When comparing with results of previous year, we can see that in many major haplogroups percentages of right-predicted haplotypes increased significantly. Main reason for that is the bug in data organisation which I found and fixed last autumn. In some haplogroups percentages decreased significantly, G-U1 and E-V38, but reason for that is that they were in meantime heavily divided into deeper subclades, which makes prediction harder, so their results of those years are not comparable. Here you can see some of improvements:
- R1a Z93: 51.1% => 71.1%
- R2: 76.2% => 96.7%
- I1: 75.8% => 88.4%
- R1b DF27: 60.5% => 70.4%
- R1b L21: 76.0% => 81.5%
- R1b U152: 59.5% => 65.1%
- R1b U106: 82.4% => 85.6%
- I2a L621 Slavic-Carpathian: 42.3% => 57.5%
- R1b M222: 53.3% => 62.8%
- R1a M458: 58.2% => 69.7%
- I2 M223: 88.8% => 94.9%
- G L497: 76.3% => 87.2%
We also tested new feature in prediction, added in August 2021. It is possibility to predict even deeper subclades in some haplotypes, by recognition of STR signature (of length from 1 up to 5 markers) which is typical for deeper subclade, but not for its parent subclade which is available in the list. Out of 4601 haplotypes used in testing, such deeper subclade predictions were available in 1008 cases, which makes 21.9%. We give its results here by length of STR signature:
Out of 228 found STR signatures of length 5, 224 were right (proven by SNP), which gives success rate 98.25%.
Out of 248 found STR signatures of length 4, 232 were right, which gives success rate 93.55%.
Out of 369 found STR signatures of length 3, 323 were right, which gives success rate 87.53%.
Out of 76 found STR signatures of length 1, 70 were right, which gives success rate 92.1%.
Out of 297 found STR signatures of length 2, only 188 were right, which gives success rate of 63.3% This are worst results of all STR signature lengths, I must do something to better filter them, to get more reliable predictions.
Please beware that sum of previous does not need to add to 1008, because for some haplotypes more than one STR signature has been found, and some signatures could not be checked because of missing deeper SNPs.
STR signatures are recognized in all haplogroups and can be found in most of clades, but more often in clades which are older, because their descendants have more diverse and structured haplotype STR values.
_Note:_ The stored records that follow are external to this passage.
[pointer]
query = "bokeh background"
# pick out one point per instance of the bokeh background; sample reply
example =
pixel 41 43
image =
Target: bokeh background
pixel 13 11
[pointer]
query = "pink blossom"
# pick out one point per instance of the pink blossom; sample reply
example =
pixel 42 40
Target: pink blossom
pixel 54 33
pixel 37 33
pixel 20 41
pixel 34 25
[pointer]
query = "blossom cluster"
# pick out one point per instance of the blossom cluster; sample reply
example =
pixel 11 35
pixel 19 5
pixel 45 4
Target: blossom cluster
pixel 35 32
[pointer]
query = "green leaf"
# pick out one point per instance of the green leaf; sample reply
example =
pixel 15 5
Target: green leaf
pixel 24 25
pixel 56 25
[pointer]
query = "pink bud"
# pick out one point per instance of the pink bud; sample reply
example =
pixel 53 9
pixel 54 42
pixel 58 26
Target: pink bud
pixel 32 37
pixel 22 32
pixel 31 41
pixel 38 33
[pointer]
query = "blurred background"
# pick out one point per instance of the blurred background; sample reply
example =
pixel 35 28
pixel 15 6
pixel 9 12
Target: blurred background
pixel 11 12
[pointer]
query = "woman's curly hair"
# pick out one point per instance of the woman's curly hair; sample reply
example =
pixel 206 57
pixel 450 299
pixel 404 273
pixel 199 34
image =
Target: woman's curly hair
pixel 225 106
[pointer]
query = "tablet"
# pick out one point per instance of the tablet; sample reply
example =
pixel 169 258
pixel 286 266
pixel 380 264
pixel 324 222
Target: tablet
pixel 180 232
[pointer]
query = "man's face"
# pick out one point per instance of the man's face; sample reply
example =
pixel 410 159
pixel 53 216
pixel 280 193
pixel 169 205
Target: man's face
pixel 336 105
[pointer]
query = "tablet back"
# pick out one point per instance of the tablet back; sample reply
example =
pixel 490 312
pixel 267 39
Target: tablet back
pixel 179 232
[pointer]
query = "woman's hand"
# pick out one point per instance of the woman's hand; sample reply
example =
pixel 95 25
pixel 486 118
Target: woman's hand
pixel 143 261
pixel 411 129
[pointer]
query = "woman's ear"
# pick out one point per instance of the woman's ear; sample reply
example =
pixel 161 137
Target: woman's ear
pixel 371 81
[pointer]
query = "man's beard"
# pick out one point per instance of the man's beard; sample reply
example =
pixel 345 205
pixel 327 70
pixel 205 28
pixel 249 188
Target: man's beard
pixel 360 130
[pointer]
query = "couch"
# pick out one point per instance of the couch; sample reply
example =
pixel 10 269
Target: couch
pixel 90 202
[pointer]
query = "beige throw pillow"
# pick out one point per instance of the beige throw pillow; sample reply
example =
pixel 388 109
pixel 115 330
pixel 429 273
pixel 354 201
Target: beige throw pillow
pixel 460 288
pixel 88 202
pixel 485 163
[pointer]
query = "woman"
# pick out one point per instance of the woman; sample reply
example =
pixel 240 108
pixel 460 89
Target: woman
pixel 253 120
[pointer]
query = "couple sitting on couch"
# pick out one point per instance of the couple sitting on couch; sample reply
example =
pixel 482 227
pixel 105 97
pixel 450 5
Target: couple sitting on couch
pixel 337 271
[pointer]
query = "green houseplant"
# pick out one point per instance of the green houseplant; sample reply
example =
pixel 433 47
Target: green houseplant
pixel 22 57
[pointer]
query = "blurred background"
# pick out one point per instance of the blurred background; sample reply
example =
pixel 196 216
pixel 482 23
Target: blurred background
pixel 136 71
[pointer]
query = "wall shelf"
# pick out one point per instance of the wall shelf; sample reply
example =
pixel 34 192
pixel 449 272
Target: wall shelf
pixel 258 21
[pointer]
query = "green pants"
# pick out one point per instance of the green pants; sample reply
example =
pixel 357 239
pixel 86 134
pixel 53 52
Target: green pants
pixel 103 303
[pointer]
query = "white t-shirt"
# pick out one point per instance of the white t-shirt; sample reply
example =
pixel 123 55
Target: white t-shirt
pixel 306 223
Here is the list of number of found deeper STR signatures by main haplogroups:
- B: 4/9 = 44.44%
- L: 25/62 = 40.32%
- Q: 21/67 = 31.34%
- J2: 89/292 = 30.48%
- T: 23/76 = 30.26%
- E: 104/363 = 28.65% (V13: 10/90, M84: 20/72, M81: 6/26, V12: 18/34 = 52.94% !!!!, V22: 8/25)
- R2: 7/30 = 23.33%
- R1b: 358/1706 = 20.98% (U106: 81/376, L21: 136/589, M222: 15/148, U152: 28/146, Z2103: 18/62, DF27: 45/260)
- I1: 84/413 = 20.34%
- N: 40/199 = 20.1%
- I2: 59/296 = 19.93% (M223: 37/136, CTS10228 Slavic-Carpathian: just 2/87 = 2.3%!)
- J1: 84/431 = 19.49%
- R1a: 80/446 = 17.94%
- C: 3/17 = 17.65%
- G: 25/164 = 15.24% (L497: 9/47)
Hi you must get bothered with this all the time but I like many others tried the Ramses thing. I just read your explanation of it. What do you think of the Whit Athey predictor result? Is it equally invalid or did they have more than the published data perhaps?